Supprimer la taxe d’habitation telle qu’elle est actuellement n’est pas une mauvaise idée, puisque l’administration fiscale connaît mal la valeur locative des biens immobiliers et fonciers, et puisque le chantier requis pour procéder à une bonne révision de dizaines de millions de valeurs locatives serait long et onéreux.
Mais cela n’implique nullement qu’il faille faire dépendre encore davantage de l’État le financement des collectivités territoriales. Tout au contraire, la réforme devrait s’inspirer, en ce domaine comme en bien d’autres, des principes de responsabilité, de subsidiarité, de simplicité, de paiement des services rendus et d’efficacité.
Les élus locaux doivent être rendus clairement responsables aux yeux de leurs mandants de la part de pression fiscale qui découle des dépenses qu’ils engagent. Il importe donc que communes, départements et régions lèvent l’impôt au niveau requis par leurs dépenses. Toute dotation budgétaire en provenance de l’État devrait disparaître ; la seule exception concerne l’indemnisation par la collectivité nationale de sinistres difficilement assurables – évènements exceptionnels qui relèvent de la solidarité nationale.
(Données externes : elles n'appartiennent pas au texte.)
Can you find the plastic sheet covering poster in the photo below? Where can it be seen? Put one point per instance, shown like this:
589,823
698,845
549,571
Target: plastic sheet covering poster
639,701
Pour parvenir à ce but, il n’est pas nécessaire de disposer d’impôts spécifiques, comme la taxe d’habitation, actuellement dans le viseur des pouvoirs publics. Il serait à la fois efficace et simple de donner aux collectivités territoriales le droit d’ajouter un certain pourcentage à un impôt national. Les élections locales permettraient alors à chaque résident de choisir l’équipe présentant à ses yeux le meilleur rapport qualité/prix – ce qui est très difficile actuellement puisque les ressources des collectivités sont éparpillées entre divers impôts et les dotations budgétaires versées par l’État.
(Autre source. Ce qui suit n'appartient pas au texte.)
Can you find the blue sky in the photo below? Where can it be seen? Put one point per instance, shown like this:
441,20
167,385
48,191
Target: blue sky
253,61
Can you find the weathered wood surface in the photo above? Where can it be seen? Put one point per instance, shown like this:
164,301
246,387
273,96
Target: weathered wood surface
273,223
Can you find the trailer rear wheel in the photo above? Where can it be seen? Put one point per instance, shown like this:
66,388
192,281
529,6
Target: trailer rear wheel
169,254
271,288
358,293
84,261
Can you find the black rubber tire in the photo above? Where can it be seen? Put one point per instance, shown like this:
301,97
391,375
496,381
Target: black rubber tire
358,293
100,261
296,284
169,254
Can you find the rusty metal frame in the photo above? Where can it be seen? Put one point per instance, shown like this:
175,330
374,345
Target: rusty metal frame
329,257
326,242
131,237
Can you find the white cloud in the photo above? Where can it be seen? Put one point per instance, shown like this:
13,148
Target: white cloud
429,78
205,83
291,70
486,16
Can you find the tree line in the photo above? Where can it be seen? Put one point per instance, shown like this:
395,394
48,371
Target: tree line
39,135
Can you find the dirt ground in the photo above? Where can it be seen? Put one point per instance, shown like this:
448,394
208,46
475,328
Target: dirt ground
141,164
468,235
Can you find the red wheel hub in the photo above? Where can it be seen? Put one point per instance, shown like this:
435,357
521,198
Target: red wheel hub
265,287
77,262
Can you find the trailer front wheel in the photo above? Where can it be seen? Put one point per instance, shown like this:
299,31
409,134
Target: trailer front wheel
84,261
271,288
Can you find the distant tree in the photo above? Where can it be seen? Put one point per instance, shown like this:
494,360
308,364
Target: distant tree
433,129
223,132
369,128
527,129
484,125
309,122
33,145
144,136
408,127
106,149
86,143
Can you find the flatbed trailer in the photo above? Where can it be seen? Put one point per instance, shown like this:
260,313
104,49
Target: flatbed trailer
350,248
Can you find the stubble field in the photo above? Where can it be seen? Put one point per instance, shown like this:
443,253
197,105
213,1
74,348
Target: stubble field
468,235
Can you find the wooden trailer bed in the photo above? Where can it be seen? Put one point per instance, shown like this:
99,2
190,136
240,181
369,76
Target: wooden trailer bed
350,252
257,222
À titre d’exemple, prenons comme base l’impôt sur le revenu, préalablement rendu universel par incorporation de la CSG et de la CRDS. Cette opération est simple à réaliser : chaque tranche de l’IR, y compris la première, actuellement à taux zéro, verrait son taux augmenté de celui de la CSG-CRDS, dont les modulations selon la nature des revenus disparaîtraient. Communes, départements et régions n’auraient plus qu’à décider chacun d’une augmentation en pourcentage du taux de l’IR : chaque foyer fiscal saurait ainsi exactement à combien lui reviennent les services que lui rend chacune de ces 3 collectivités.
Il est également possible de rendre les seules communes bénéficiaires directs de cette fiscalité, charge à elles de financer départements et régions. Cette solution, logiquement, s’accompagnerait d’une élection des conseils départementaux et régionaux par les seuls conseillers municipaux : on permettrait ainsi au citoyen lambda, sans le surcharger de devoirs électoraux, de se voir proposer quelques « votations » sur des projets spécifiques, comme cela se fait chez nos voisins suisses, sans majorer au total les coûts électoraux (les élections au suffrage universel reviennent assez cher : plus de 200 M€ par exemple en 2012 pour les présidentielles et à peu près autant pour les législatives qui les ont suivies).
Le projet gouvernemental actuel – réserver la taxe d’habitation au cinquième le plus fortuné des contribuables – est incohérent : il n’évitera pas l’énorme travail de révision des valeurs locatives, et surtout il ancrera encore davantage la population dans l’idée que l’impôt n’est pas le paiement des services rendus par les collectivités territoriales ou par l’État, mais une sorte de punition infligée aux riches. Plus l’État organisera le pillage ostentatoire des riches, plus ceux-ci se sentiront moralement justifiés à organiser le pillage (plus discret mais bien réel) des classes moyennes, et cela, bien entendu, avec l’appui des pouvoirs publics.
Il est à craindre que le nouveau Président de la République ne soit pas hostile à cette façon de faire, mais il faut au contraire sortir de ce cercle vicieux où la démagogie nous enferme. Nous n’y parviendrons qu’en revitalisant la démocratie locale, et donc en rendant les élus locaux entièrement responsables des recettes comme des dépenses des collectivités qu’ils administrent.